Al di là del risultato, al netto delle considerazioni riguardanti posizioni dubbie, risultate poi essere regolari, e andando oltre le numerose assenze patite dal Milan contro la Juventus, la partita di stasera ha evidenziato per l’ennesima volta quanto, in questo campionato, la formazione guidata da Filippo Inzaghi non goda né di buona salute né di prospettive incoraggianti per il futuro. I bianconeri vincono per 3 a 1 senza giocare un calcio spumeggiante ma dando l’impressione di controllare il match dal primo all’ultimo minuto; il Milan, al contrario, è una squadra che rincorre affannosamente gli avversari, fatica a costruire gioco e vive delle sporadiche fiammate offensive dei suoi migliori solisti là davanti.
Gli alibi, di qualsiasi natura essi siano, devono cedere decisamente il passo a fronte delle sconcertante prestazione del centrocampo rossonero e dei suoi interpreti: Essien e Muntari sono stati letteralmente scherzati da Pogba e dai suoi compagni di reparto, Poli ha corso tanto, come sempre, ma è rimasto impallidito al cospetto del suo nobile collega Claudio Marchisio. In difesa la musica non è cambiata e sebbene la prestazione di Antonelli, impreziosita da un bel gol, appaia la migliore sulla fascia mancina rossonera da due anni a questa parte, il resto rimane nell’ordinaria cattiva amministrazione dei centrali del Milan, come di tutti gli interpreti del ruolo dal post-Thiago Silva in avanti.

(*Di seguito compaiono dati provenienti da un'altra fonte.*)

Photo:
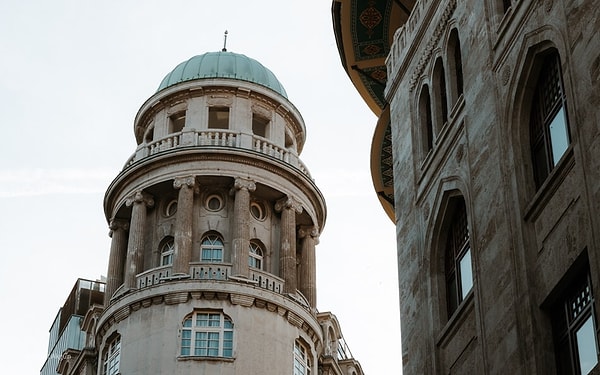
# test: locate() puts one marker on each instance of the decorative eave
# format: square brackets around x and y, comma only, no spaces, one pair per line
[364,32]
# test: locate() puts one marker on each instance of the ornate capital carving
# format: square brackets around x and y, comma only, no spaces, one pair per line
[189,181]
[244,183]
[140,197]
[289,202]
[116,224]
[308,230]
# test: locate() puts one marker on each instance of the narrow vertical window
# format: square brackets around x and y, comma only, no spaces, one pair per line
[574,326]
[455,67]
[459,269]
[441,94]
[302,363]
[259,125]
[166,252]
[218,118]
[176,122]
[112,357]
[256,255]
[426,119]
[212,248]
[549,131]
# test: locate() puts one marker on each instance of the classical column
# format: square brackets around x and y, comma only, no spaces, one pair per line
[182,254]
[241,226]
[308,265]
[135,247]
[288,207]
[118,252]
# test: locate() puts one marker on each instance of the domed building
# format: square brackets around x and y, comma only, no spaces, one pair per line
[214,223]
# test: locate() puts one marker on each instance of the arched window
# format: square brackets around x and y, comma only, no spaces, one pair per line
[302,363]
[166,251]
[426,119]
[212,248]
[111,358]
[207,334]
[548,127]
[441,96]
[458,265]
[255,259]
[218,118]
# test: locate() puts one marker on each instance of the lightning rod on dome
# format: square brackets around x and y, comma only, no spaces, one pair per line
[225,42]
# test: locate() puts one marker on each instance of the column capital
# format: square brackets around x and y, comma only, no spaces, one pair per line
[116,224]
[309,231]
[189,181]
[244,183]
[140,197]
[288,202]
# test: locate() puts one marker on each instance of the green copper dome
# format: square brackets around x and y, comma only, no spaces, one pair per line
[223,65]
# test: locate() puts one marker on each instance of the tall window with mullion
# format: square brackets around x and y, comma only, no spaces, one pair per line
[549,130]
[302,363]
[212,248]
[207,334]
[459,269]
[112,357]
[575,328]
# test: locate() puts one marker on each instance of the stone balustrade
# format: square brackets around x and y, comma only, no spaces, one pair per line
[209,271]
[216,138]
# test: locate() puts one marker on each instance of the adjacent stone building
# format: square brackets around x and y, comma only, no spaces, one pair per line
[487,157]
[214,223]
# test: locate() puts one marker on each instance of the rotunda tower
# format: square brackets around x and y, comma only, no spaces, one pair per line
[214,221]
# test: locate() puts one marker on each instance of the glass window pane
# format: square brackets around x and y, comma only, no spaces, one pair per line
[466,274]
[559,136]
[586,345]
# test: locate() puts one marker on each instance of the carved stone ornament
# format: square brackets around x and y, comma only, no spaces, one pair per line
[140,197]
[290,203]
[244,183]
[189,181]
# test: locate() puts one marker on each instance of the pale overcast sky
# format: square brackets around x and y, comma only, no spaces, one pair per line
[73,76]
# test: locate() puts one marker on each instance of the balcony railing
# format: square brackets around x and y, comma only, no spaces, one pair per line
[217,138]
[209,271]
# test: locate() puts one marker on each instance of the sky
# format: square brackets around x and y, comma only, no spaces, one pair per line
[73,75]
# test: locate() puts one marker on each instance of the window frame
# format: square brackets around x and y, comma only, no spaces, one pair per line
[214,120]
[543,114]
[202,330]
[216,245]
[256,255]
[457,254]
[167,250]
[566,324]
[111,359]
[302,360]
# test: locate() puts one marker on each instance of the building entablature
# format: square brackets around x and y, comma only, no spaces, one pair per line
[226,291]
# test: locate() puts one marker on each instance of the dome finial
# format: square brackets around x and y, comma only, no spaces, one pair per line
[225,42]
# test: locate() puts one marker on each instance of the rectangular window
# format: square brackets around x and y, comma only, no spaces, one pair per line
[218,118]
[574,326]
[112,357]
[176,122]
[259,125]
[548,127]
[210,334]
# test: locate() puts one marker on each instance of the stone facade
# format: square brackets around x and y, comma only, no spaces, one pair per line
[214,223]
[461,86]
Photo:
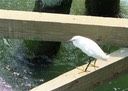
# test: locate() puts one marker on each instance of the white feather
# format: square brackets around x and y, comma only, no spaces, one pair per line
[89,47]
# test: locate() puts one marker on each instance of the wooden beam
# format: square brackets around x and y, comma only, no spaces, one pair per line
[58,27]
[76,81]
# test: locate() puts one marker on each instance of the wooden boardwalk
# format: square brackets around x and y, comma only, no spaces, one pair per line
[59,27]
[76,81]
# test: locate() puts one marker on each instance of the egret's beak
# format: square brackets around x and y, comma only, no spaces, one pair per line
[70,40]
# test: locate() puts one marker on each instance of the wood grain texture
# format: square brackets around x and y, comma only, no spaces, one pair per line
[76,81]
[59,27]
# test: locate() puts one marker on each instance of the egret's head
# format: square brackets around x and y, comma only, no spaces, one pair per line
[76,40]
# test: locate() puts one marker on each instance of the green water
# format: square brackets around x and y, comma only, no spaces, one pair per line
[22,76]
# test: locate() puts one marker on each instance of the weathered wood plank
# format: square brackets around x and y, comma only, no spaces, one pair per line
[75,81]
[58,27]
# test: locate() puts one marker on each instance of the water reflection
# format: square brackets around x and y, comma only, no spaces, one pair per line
[22,76]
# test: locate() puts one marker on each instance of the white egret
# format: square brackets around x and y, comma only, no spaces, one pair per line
[90,48]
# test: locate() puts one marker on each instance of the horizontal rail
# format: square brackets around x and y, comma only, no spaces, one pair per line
[76,81]
[59,27]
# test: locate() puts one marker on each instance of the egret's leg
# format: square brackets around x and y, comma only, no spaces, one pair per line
[85,70]
[88,64]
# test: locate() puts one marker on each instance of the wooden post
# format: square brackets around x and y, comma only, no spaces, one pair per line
[59,27]
[76,81]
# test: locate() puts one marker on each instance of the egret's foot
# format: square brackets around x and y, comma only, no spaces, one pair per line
[82,70]
[92,65]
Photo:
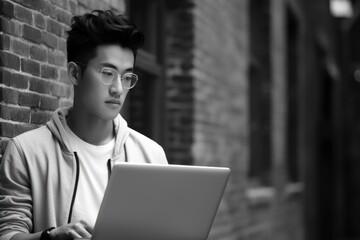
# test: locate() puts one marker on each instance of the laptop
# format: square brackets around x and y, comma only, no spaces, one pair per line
[160,202]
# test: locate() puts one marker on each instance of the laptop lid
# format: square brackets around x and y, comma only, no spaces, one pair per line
[162,202]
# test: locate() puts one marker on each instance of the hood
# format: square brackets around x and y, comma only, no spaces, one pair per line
[58,120]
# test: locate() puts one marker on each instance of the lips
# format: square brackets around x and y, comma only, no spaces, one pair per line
[113,101]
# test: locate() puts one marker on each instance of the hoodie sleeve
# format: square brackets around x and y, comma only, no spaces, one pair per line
[15,194]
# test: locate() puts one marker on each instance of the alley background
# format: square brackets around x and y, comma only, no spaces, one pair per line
[266,88]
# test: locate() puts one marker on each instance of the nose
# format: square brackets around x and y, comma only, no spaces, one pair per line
[117,87]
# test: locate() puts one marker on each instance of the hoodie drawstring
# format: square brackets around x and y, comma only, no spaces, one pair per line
[76,186]
[109,168]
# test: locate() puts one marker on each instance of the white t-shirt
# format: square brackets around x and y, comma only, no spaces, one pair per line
[93,177]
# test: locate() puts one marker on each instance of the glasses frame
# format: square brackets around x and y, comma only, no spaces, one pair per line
[121,76]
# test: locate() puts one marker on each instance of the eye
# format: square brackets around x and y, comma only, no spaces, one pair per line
[107,73]
[128,77]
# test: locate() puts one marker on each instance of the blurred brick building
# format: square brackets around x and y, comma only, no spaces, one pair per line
[261,86]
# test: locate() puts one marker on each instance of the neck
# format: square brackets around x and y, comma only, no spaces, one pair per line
[90,128]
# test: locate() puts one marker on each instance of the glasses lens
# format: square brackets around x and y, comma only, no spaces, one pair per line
[108,75]
[129,80]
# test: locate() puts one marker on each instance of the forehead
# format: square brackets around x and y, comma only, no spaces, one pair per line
[119,57]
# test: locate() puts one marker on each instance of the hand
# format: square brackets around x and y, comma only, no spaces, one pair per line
[71,231]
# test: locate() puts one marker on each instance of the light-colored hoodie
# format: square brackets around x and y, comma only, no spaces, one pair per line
[39,174]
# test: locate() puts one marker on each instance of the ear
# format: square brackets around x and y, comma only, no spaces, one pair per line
[74,73]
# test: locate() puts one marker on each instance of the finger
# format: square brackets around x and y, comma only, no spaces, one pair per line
[80,229]
[87,227]
[74,235]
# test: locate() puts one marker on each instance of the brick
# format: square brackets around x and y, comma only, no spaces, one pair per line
[10,27]
[64,78]
[19,81]
[49,103]
[56,57]
[5,76]
[7,8]
[62,45]
[63,16]
[34,5]
[9,95]
[40,117]
[4,42]
[29,99]
[32,34]
[9,60]
[30,66]
[65,102]
[49,40]
[49,10]
[20,47]
[54,27]
[38,53]
[14,79]
[39,85]
[73,7]
[23,14]
[39,21]
[61,4]
[7,129]
[49,72]
[18,114]
[61,90]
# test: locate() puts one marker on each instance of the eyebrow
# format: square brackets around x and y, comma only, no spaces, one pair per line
[131,69]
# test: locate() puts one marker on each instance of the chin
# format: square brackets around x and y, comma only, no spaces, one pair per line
[109,115]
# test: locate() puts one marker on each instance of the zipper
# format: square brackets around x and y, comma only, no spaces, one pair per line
[75,187]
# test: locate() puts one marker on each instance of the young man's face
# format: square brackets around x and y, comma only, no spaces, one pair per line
[105,101]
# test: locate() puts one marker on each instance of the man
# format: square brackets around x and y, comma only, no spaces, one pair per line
[52,179]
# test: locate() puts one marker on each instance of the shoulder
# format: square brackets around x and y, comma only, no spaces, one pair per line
[141,139]
[142,147]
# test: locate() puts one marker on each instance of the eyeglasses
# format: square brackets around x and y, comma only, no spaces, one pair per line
[109,76]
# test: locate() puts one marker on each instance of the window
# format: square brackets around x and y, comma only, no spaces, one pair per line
[144,109]
[292,97]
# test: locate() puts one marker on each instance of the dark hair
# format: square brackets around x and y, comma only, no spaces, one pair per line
[98,28]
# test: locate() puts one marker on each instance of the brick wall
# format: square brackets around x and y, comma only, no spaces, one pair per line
[221,58]
[33,78]
[208,113]
[207,59]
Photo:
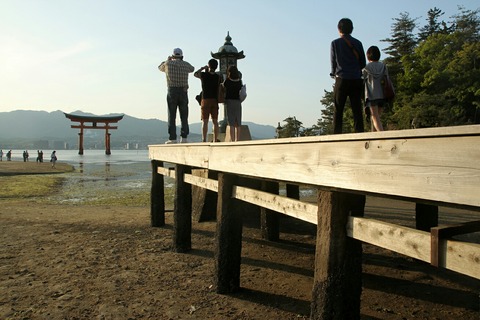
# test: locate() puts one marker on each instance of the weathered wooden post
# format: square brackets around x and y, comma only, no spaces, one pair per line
[182,212]
[157,196]
[269,220]
[228,240]
[338,259]
[426,216]
[204,206]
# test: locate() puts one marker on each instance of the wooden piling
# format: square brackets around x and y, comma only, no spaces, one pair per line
[338,259]
[228,240]
[157,196]
[182,212]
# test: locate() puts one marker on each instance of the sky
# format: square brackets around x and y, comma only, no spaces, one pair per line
[102,56]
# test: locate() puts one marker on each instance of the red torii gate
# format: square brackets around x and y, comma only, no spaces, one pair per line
[94,120]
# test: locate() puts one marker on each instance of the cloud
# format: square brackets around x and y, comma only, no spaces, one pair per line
[20,56]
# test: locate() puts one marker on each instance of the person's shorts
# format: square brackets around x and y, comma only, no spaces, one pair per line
[209,108]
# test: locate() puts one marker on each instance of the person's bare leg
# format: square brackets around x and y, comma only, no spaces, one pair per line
[215,130]
[232,133]
[237,133]
[377,122]
[204,129]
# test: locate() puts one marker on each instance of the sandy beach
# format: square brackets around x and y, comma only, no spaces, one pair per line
[104,261]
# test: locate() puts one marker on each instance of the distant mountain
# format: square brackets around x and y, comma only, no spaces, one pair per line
[40,129]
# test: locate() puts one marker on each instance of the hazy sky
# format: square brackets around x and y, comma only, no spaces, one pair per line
[101,56]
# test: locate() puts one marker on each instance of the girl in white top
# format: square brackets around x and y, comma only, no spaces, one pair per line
[373,74]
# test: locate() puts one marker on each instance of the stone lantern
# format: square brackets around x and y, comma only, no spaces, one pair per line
[228,56]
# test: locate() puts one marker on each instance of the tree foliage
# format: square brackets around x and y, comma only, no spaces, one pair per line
[436,72]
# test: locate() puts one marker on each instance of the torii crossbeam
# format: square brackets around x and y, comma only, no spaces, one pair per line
[85,121]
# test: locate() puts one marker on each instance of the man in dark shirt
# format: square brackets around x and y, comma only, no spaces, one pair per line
[347,59]
[210,86]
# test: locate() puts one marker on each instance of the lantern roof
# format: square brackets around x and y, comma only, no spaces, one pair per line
[228,50]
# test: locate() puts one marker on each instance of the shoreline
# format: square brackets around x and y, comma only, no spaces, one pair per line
[12,168]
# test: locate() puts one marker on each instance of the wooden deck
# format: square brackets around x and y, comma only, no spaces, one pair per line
[435,166]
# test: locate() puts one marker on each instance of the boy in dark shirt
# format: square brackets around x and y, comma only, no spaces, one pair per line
[209,103]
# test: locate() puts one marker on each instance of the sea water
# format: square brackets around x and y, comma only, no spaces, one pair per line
[123,172]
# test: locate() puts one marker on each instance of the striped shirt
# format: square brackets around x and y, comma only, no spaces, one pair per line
[177,72]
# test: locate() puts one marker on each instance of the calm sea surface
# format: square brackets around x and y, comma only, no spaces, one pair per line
[123,172]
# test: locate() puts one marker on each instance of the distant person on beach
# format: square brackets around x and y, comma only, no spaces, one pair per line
[209,103]
[25,156]
[347,61]
[53,158]
[373,75]
[233,105]
[176,71]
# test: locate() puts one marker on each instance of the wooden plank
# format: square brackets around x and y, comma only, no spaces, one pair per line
[291,207]
[202,182]
[168,172]
[417,166]
[407,241]
[454,255]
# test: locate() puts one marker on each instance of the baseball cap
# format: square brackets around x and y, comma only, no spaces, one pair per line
[177,52]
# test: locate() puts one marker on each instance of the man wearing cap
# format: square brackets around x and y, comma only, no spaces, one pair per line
[176,71]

Il mercato invernale è stata l’ennesima occasione persa da parte della società di via A. Rossi per rafforzare la rosa, tagliare i rami secchi (ormai quasi marci) a costo di dispendiose rescissioni contrattuali, come nel caso di Mexes ed Essien, e prendere quindi nuovi giocatori, che per forza di cose nessuno ti darà mai a zero. Perché stasera appare evidente quanto tra Juventus e Milan ci sia ancora un abisso, più o meno lo stesso che c’è tra i rossoneri e una qualificazione in Europa, diventata già una chimera a metà campionato. Perché non è onesto prendere un assoluto esordiente come Inzaghi, consegnargli una rosa di calciatori non all’altezza e poi dichiarare 6-7 mesi dopo che non è lui l’uomo giusto in quanto inesperto, scaricandogli addosso vagonate di melma. Tutta questa manfrina non è da Milan o almeno non è questo il modus operandi che ricordavamo di uno dei club più prestigiosi al Mondo.
Galliani ha recentemente dichiarato che non comprende e non ha compreso il black-out del mese di Gennaio, Berlusconi sostiene e ha sostenuto che non cambierebbe l’attuale rosa con quelle di Juve o Roma, Inzaghi, per sua sfortuna, è finito nel mezzo di tutto questo, ma non è stato né sarà l’ultimo: dal dopo Pirlo-Ibra-T.Silva e compagnia bella, è stato un continuo dire addio a campioni, celebrare l’arrivo di mezzi giocatori e gettare nel tritacarne l’allenatore di turno, prima Allegri, poi Seedorf ed ora appunto Inzaghi. Ma questo “gioco” non potrà durare in eterno, perché quando andrà via il terzo allenatore in tre anni e rimarranno gli Alex, Paletta, Zaccardo, Bocchetti, Muntari e via discorrendo, stampa e tifosi, come già sta succedendo, faranno i nomi giusti senza provare alcuna soddisfazione nell’aver avuto da sempre le proprie giuste ragioni.